TLDR: I went to dinner with a friend & he thought it was a date. Even though I confirmed that it wasn’t a date, he’s now texting me saying it “felt like” one & I have no idea how to respond. Tell me what to say, I don’t want to be mean but I want to be direct & nip this in the bud.

Edit to add: Why am I making friends with a teenager? I wasn’t trying to, we were connecting over the fact that we live in the middle of nowhere & it’s really hard to make friends here unless you grew up here (which neither of us did). So he literally verbatim said “Well our parents are friends so we should be too, we should go get drinks together sometime.” I guess I should’ve said no but both our parents were there at the time & thought it was a great idea. & I really thought it was clear from the beginning that we were doing this *as friends.* Guess hindsight is 20/20 & I should’ve said no.

7 comments
  1. Question: why are you trying to be platonic friends with teenage boys in the first place? You’re 24.

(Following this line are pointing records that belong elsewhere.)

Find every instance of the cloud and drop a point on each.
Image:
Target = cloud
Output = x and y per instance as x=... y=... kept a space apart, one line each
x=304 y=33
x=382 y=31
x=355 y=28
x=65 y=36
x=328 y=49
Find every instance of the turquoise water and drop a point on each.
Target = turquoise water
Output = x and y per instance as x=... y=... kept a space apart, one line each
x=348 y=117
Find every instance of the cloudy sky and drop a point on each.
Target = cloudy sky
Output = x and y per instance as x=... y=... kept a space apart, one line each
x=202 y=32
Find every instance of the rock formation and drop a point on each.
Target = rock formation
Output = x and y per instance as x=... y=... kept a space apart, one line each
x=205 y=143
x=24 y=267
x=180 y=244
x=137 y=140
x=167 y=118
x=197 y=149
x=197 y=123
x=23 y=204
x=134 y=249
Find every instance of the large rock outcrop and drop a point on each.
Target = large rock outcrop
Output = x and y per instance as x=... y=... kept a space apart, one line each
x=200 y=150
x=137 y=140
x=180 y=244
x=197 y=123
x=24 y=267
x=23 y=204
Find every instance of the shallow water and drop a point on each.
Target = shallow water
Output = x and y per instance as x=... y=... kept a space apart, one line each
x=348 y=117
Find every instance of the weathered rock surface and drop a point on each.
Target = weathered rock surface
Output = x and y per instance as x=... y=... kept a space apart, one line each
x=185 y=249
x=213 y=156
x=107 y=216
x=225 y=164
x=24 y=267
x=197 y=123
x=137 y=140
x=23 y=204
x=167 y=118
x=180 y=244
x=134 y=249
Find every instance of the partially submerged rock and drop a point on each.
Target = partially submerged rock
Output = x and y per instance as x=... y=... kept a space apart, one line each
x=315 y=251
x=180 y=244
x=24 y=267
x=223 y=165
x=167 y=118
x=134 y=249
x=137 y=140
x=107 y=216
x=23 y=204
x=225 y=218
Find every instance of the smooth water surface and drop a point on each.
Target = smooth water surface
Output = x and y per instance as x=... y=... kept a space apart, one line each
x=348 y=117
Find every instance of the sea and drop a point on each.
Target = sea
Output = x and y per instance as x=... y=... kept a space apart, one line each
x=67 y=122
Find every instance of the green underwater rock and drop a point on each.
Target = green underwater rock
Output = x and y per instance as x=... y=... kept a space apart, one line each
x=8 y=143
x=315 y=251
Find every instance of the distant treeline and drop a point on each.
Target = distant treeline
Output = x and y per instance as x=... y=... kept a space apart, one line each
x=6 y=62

  2. ” Hey, I really enjoyed our outing and I enjoy spending time with you, we work great as friends ! “

  3. “I apologize for giving you the wrong impression. It wasn’t a date. It didn’t feel like one to me.” Then yeah, don’t plan platonic date like functions in the future, especially with close family friends. The foreshadowing you felt was the indication this wasn’t a meal you should go to this meal.

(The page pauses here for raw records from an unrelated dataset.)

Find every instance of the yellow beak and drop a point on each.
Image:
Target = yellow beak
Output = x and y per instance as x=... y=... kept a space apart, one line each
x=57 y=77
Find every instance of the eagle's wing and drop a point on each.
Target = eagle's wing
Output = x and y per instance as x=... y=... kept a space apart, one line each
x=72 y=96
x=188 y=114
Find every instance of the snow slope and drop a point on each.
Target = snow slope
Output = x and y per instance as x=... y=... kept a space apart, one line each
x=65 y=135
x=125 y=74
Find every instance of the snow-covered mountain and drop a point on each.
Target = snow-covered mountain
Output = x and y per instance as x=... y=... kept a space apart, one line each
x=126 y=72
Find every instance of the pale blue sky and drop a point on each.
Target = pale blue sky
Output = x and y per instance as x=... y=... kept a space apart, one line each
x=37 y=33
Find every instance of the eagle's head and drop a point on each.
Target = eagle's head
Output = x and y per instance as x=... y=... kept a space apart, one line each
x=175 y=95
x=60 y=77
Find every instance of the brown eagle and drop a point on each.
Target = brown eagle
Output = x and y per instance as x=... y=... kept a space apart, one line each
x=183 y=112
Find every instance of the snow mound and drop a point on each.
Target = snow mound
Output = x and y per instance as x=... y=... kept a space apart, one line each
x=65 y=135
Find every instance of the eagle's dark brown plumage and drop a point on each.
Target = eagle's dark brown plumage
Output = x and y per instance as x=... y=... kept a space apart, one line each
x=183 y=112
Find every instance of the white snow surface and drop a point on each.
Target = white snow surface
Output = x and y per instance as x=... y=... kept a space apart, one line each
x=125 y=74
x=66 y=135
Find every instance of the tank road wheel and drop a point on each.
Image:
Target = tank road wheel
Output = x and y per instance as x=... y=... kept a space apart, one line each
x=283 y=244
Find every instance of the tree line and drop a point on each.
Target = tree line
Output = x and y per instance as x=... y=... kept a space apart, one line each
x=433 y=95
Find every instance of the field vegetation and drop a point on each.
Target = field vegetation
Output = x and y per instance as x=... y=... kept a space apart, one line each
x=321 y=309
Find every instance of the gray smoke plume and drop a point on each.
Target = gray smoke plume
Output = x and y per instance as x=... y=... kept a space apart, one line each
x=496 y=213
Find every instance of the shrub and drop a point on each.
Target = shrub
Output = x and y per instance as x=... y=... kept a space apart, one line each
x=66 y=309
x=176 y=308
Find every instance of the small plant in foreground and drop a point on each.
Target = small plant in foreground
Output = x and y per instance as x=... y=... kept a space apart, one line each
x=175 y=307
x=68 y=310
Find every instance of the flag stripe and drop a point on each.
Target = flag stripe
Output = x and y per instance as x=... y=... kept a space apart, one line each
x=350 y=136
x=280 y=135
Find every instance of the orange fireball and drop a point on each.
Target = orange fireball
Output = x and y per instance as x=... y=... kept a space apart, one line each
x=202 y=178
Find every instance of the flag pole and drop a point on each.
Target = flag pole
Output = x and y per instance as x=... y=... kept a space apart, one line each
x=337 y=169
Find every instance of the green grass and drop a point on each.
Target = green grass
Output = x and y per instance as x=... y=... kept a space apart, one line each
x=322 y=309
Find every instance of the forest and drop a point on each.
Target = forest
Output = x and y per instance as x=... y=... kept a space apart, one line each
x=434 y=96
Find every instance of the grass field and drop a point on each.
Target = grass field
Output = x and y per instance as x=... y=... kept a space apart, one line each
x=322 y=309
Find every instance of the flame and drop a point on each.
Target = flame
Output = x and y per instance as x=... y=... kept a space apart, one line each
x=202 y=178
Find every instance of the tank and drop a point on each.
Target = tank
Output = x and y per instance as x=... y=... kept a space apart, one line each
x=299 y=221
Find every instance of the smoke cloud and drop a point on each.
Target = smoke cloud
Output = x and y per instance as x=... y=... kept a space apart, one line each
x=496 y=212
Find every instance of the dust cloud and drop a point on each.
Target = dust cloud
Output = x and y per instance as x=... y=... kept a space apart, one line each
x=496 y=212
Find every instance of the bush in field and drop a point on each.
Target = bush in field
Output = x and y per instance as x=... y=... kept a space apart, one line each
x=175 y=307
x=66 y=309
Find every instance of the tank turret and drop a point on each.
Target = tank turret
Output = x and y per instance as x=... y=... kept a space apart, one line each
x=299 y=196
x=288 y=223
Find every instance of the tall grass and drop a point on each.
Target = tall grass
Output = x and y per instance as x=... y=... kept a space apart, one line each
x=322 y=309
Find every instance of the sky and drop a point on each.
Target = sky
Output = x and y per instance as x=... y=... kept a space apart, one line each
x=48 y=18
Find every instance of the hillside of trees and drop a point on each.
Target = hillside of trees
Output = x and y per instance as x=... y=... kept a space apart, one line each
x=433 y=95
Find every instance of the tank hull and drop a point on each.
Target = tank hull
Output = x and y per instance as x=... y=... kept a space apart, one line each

  4. >“I felt too awkward to say it when you dropped me off but it felt like a date to me.”

    I’m sorry for the confusion, but it definitely was not a date. We’re friends, and that’s it. I don’t think we should go to breakfast or anything else one-on-one that might lead to more confusion, as I don’t want to lead you on.

  5. Just very gently say something like the “I never wanted to give you the impression this was a date, you’re a very sweet *young* man and I’m older than your oldest sister. That’s not a road you and I need to go down ever.”

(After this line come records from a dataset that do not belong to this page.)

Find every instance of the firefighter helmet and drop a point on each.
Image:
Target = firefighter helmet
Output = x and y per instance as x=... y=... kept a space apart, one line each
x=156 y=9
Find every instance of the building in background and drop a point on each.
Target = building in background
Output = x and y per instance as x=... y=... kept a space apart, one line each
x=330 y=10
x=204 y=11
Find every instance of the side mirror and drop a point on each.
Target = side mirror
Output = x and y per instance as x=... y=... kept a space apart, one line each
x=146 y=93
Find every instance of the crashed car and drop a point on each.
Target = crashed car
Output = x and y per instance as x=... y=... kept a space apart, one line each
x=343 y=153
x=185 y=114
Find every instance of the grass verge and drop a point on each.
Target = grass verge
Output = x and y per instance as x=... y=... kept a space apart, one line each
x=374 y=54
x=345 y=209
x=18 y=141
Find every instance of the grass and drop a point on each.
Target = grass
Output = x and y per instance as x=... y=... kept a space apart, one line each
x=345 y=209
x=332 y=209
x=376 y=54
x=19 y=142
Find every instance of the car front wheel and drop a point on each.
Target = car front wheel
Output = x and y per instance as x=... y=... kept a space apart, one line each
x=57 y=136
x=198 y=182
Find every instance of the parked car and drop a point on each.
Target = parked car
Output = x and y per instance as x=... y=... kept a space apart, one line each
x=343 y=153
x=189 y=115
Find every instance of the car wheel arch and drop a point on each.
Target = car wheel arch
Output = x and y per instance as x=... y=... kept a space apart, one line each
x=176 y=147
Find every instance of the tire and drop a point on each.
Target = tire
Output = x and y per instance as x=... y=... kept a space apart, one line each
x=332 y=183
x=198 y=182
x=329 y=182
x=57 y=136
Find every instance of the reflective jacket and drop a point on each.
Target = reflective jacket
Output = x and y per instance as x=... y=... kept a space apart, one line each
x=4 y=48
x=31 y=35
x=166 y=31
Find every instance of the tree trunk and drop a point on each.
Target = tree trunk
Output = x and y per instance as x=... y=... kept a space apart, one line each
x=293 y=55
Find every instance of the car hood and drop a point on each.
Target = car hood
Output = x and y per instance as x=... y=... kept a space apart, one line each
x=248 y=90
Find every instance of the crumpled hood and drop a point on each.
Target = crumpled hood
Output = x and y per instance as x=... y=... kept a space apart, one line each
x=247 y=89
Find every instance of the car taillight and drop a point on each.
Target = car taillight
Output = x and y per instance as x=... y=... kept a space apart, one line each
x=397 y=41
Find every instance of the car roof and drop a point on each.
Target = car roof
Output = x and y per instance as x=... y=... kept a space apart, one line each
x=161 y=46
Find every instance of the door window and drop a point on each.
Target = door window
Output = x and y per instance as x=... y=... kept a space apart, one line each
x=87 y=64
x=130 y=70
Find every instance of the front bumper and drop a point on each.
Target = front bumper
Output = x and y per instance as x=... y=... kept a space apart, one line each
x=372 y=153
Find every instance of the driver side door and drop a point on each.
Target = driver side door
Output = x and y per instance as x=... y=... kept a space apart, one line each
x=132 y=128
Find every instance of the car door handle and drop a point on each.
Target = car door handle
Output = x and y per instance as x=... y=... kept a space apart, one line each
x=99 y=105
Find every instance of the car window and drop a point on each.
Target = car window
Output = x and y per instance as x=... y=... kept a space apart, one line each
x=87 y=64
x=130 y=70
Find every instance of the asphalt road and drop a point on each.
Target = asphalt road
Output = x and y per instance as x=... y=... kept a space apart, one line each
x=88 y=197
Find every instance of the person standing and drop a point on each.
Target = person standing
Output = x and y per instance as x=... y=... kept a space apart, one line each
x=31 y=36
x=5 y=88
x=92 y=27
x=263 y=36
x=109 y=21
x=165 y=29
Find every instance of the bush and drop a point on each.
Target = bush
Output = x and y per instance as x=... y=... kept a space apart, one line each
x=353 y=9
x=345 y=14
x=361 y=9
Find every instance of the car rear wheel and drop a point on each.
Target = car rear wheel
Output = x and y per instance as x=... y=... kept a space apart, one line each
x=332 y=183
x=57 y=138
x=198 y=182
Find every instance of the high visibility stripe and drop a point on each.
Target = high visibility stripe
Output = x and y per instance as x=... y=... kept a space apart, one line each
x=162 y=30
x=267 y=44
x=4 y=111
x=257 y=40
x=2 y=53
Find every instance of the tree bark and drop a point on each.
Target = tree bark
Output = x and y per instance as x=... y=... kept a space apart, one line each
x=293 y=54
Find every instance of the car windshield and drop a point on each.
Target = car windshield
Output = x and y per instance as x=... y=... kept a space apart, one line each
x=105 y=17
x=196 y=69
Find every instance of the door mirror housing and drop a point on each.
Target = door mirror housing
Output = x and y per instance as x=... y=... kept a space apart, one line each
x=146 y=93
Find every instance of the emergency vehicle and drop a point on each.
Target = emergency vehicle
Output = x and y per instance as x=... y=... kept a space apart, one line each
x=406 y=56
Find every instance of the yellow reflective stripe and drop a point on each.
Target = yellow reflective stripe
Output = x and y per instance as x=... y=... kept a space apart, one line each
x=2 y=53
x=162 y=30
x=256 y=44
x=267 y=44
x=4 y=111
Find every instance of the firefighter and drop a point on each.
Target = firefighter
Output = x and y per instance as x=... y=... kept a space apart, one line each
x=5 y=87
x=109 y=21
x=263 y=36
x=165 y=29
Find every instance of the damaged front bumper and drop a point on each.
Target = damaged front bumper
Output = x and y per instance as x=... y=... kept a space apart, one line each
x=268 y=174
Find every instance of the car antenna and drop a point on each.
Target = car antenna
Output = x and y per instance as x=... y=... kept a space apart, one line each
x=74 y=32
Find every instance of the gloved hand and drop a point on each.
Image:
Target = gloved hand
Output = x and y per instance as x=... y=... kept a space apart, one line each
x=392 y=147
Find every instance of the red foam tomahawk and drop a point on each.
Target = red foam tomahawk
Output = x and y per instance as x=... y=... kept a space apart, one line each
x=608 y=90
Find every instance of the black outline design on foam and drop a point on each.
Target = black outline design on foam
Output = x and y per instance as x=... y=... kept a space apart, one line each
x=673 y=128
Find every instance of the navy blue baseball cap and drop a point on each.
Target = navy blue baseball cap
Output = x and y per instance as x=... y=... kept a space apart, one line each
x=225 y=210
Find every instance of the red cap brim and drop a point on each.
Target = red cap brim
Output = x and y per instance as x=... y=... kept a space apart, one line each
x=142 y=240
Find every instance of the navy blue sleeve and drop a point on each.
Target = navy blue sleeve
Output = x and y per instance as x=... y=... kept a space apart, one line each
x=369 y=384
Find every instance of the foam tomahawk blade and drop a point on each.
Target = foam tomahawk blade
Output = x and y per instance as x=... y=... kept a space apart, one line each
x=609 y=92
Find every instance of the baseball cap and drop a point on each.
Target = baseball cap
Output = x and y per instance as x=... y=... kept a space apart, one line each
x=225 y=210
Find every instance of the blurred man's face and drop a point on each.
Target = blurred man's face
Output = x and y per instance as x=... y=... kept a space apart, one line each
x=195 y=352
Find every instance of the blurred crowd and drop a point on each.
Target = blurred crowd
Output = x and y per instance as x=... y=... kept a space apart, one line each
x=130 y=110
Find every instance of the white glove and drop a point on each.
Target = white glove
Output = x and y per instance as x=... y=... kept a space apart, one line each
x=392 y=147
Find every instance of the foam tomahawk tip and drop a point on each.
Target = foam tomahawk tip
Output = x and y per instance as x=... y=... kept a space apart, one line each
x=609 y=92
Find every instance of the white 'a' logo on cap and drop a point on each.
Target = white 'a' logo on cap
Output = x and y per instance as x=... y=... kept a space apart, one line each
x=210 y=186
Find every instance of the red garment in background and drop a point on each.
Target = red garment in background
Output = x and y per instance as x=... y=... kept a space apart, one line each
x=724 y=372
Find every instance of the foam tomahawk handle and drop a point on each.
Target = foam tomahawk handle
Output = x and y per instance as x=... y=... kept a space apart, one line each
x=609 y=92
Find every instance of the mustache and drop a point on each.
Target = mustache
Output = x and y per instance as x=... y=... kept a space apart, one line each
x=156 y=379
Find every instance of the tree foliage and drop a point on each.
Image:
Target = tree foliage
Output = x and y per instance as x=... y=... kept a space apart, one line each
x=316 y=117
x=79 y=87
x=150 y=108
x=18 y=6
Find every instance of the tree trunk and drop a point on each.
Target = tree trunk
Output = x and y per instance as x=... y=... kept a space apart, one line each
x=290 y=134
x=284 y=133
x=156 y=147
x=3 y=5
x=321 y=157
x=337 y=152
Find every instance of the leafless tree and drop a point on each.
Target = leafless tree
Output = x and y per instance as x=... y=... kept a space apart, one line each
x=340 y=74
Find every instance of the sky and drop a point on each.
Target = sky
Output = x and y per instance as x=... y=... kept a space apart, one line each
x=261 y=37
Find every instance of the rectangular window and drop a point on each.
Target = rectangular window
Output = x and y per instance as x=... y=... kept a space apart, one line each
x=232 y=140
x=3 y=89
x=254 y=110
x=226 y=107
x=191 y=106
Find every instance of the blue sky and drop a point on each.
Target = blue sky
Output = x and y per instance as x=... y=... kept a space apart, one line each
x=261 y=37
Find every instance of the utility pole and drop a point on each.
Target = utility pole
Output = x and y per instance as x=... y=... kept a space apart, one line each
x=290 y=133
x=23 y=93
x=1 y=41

    Than maybe something like “Let’s go get ice cream champ” *gentle fake punch on the arm”

    I think that would get the point across and break the tension.

  6. >I thought to myself “Okay, that was a little weird, but I was clear that this wasn’t a date so things should be fine after a brief period of awkwardness.”

    It’s almost cute that you thought it would be that easy.

    >Well, that’s apparently not the case, because he texted me the next day (today) saying “I felt too awkward to say it when you dropped me off but it felt like a date to me.” He also asked me to get breakfast. I’ve been ignoring his texts all day because I have no idea what to say.

    You need to be honest that you’re not interested in dating him. Point blank.

    >We’re neighbors & our parents are friends so I’m gonna see him a lot no matter what, so I need a way to let him down easy while being clear that no, we will never date.

    “Look, I’m sorry if you got the wrong impression, but I had no interest in you beyond a family friend, and that’s not going to change.”

    That’s it. You don’t need to say more, no need to explain or justify your reasons. And don’t be afraid to hurt his feeling. Sometimes being too nice about it just makes it worse. If he tries to press you for more, just say *”because I said so.”* If he gets pissy after that, ignore him. If it affects your parents’ friendship, they’ll have to deal with it. But it won’t be your fault. And sure, you can still be civil when you happen to see him, but you don’t need to go out of your way to engage him (and do NOT try to remain “friends,” such as going out platonically, *that will not work*).

  7. In response to your query, as I said yesterday it was not a date, it was as you suggested a night out with a friend. I already made my position clear and I will not be pursuing any relationship with you. In resepct for your parents I will not mention that you have been pressuring me, but if you continue I will consider it harrassment.

    To be very clear I am not in any way interested in a relationship with you.